El fenómeno del pluriempleo se ha convertido en un desafío administrativo significativo para las empresas peruanas durante 2026. La fragilidad económica ha llevado a que el 29% de los peruanos mantenga dos o más empleos simultáneamente, lo que incrementa el riesgo de agotamiento profesional (burnout) y afecta directamente la productividad lineal en las empresas, según el análisis de ADP Research. Esta realidad obliga a las áreas de Administración y Recursos Humanos a desarrollar estrategias específicas para abordar las consecuencias del pluriempleo en sus equipos.

El pluriempleo en el Perú tiene causas estructurales profundas. La precariedad de muchos empleos formales, donde los salarios no permiten cubrir necesidades básicas familiares, fuerza a los trabajadores a buscar ingresos complementarios. La informalidad económica generalizada (aproximadamente 70% de la fuerza laboral opera informalmente) significa que muchos trabajadores combinan un empleo formal con actividades informales adicionales como comercio, taxi, delivery, freelance digital o trabajos domésticos. Esta dinámica afecta tanto la calidad de vida individual como la productividad empresarial.
Las consecuencias del pluriempleo son múltiples y significativas. Los trabajadores que mantienen dos o más empleos suelen experimentar fatiga crónica, menor capacidad de concentración, mayor incidencia de errores en el trabajo, ausentismo más frecuente por enfermedad, y compromiso emocional reducido con cualquiera de sus empleadores. El burnout, definido por la OMS como síndrome resultante del estrés crónico laboral no manejado exitosamente, es significativamente más común en trabajadores pluriempleados.
Para las empresas peruanas, gestionar a trabajadores en situación de pluriempleo requiere enfoque administrativo cuidadoso. Algunas estrategias incluyen ofrecer salarios que reduzcan la necesidad de empleos adicionales (cuando económicamente viable), proporcionar flexibilidad genuina en horarios para reducir conflictos entre múltiples ocupaciones, implementar programas de bienestar integral que aborden el agotamiento, y desarrollar trayectorias claras de crecimiento profesional que ofrezcan progresión salarial a través del tiempo en lugar de búsqueda de ingresos adicionales fuera de la empresa.
La precisión en el pago de remuneraciones se ha vuelto particularmente crítica en este contexto. Cuando un trabajador depende de múltiples flujos de ingreso para cubrir sus necesidades, cualquier error en el pago (montos incorrectos, demoras, descuentos no acordados, conceptos faltantes) puede generar crisis financiera inmediata. Las empresas que automatizan sus procesos de planilla y aseguran cumplimiento riguroso de plazos generan confianza diferenciada que se traduce en mayor compromiso y retención de talento.
Las áreas de Recursos Humanos están desarrollando capacidades específicas para monitorear señales tempranas de burnout y pluriempleo problemático.
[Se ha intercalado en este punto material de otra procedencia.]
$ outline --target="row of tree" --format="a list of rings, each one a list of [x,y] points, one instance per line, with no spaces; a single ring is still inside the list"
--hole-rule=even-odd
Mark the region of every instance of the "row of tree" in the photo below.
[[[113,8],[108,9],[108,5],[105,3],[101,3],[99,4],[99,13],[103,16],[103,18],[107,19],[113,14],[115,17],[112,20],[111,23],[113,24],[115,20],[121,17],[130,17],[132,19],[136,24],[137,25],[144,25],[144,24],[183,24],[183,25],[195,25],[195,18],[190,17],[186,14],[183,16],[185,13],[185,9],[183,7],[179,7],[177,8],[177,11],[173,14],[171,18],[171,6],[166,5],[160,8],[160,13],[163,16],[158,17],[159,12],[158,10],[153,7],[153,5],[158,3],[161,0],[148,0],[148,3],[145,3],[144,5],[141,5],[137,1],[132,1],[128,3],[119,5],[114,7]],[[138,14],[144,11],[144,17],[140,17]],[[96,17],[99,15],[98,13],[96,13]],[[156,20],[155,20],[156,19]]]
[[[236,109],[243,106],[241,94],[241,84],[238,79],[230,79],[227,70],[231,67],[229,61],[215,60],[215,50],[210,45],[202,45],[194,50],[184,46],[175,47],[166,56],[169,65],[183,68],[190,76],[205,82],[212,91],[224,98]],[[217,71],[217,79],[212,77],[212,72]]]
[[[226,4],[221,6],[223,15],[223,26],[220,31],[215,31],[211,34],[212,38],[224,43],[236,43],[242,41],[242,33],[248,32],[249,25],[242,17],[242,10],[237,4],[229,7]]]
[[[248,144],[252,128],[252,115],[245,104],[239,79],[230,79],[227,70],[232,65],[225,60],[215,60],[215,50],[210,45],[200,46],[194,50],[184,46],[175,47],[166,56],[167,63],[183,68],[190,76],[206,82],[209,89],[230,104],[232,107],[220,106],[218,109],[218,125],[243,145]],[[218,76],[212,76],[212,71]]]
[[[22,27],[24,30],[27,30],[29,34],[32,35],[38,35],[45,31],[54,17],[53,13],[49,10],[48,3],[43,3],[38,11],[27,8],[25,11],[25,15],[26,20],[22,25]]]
Indicadores como ausentismo creciente, llegadas tardías frecuentes, deterioro de calidad del trabajo, conflictos interpersonales más frecuentes, y solicitudes inusuales de adelanto de pago pueden indicar trabajadores en situación difícil. La intervención temprana mediante conversaciones de apoyo, ajustes laborales, programas de asistencia al empleado o apoyo financiero puede prevenir consecuencias más graves.
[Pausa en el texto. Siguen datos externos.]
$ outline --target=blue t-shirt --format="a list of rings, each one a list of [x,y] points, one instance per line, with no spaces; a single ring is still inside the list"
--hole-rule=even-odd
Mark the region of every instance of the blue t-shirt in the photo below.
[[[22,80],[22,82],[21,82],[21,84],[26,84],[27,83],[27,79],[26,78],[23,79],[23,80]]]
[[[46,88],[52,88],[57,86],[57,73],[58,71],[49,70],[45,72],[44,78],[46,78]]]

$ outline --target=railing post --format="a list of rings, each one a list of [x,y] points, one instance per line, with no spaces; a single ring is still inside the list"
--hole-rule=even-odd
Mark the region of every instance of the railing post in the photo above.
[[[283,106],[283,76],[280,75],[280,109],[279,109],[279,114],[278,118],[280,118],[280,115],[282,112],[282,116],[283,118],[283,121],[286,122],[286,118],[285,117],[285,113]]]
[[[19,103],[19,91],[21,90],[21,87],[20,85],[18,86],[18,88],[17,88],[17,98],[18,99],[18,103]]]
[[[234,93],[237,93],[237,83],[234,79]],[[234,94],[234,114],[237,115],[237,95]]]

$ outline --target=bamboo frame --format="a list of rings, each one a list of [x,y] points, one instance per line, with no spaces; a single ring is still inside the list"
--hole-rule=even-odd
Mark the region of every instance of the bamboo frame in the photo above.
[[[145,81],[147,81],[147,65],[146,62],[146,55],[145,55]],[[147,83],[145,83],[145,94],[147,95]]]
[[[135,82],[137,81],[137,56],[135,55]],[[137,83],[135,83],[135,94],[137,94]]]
Las empresas peruanas más avanzadas están experimentando con beneficios innovadores diseñados específicamente para reducir las presiones financieras que impulsan el pluriempleo. Estos incluyen anticipos de salario sin interés, programas de educación financiera, beneficios de salud extendida que incluyen apoyo de salud mental, programas de descuentos en consumo básico, fondos de emergencia con acceso simplificado, y planes de ahorro corporativo con aportes patronales. Estos beneficios pueden ser tan efectivos como aumentos salariales tradicionales en mejorar bienestar y retención.
Cierre: El pluriempleo en el Perú es síntoma de problemas económicos estructurales que las empresas individuales no pueden resolver completamente, pero pueden mitigar significativamente mediante administración estratégica del talento. Las organizaciones que reconozcan esta realidad y desarrollen políticas, beneficios y prácticas que apoyen genuinamente el bienestar integral de sus trabajadores tendrán ventajas competitivas significativas en retención de talento, productividad y reputación empresarial. La inversión en bienestar del trabajador no es gasto sino inversión estratégica con retorno medible.